Read for the 2009 YA Reading Challenge.
Miri lives on Mount Eskel, the one place in Danland where the prized linder rock is mined. Everyone in Miri’s village works in the linder mines, except for Miri herself, who at fourteen is tiny, and not very suited to mine work. Still, Miri wishes she could work in the mine, and help her family and the village.
As this is really a fairy tale, Miri’s wishes are of course answered, and it comes in the form of the heir to the throne having to choose a wife. In their country, when the prince is old enough to marry, the priests scry for the location of where his future bride lives. And for the first time, the answer is Mount Eskel. And so it is that the lowlanders come to the mountain, and set up an academy to teach all of the “wild mountain girls” between the ages of 13 and 17 how to be princesses, in anticipation of the prince arriving, and choosing one of the girls as his wife. Naturally, they learn a lot more in the academy than anyone thought they would.
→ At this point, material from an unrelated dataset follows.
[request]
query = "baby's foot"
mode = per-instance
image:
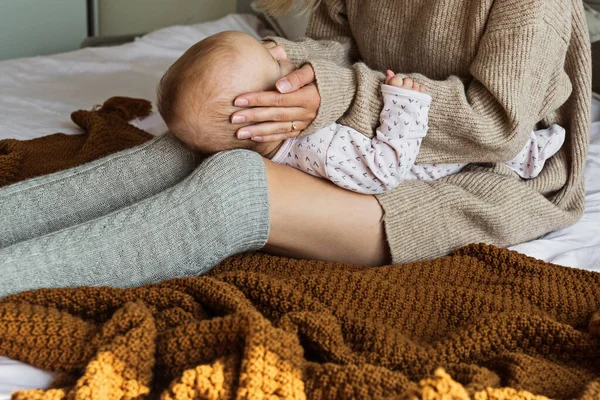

This is a sweet growing up and figuring out who you really are and what’s really important to you tale. I had figured out fairly early on who the princess would end up being, but I was still a little surprised by the end how the choice came to be. The setting is beautifully described, and you can tell the author loves her mountains.
This is a Newbery Honor book, so I’m clearly not the only one that enjoyed reading it.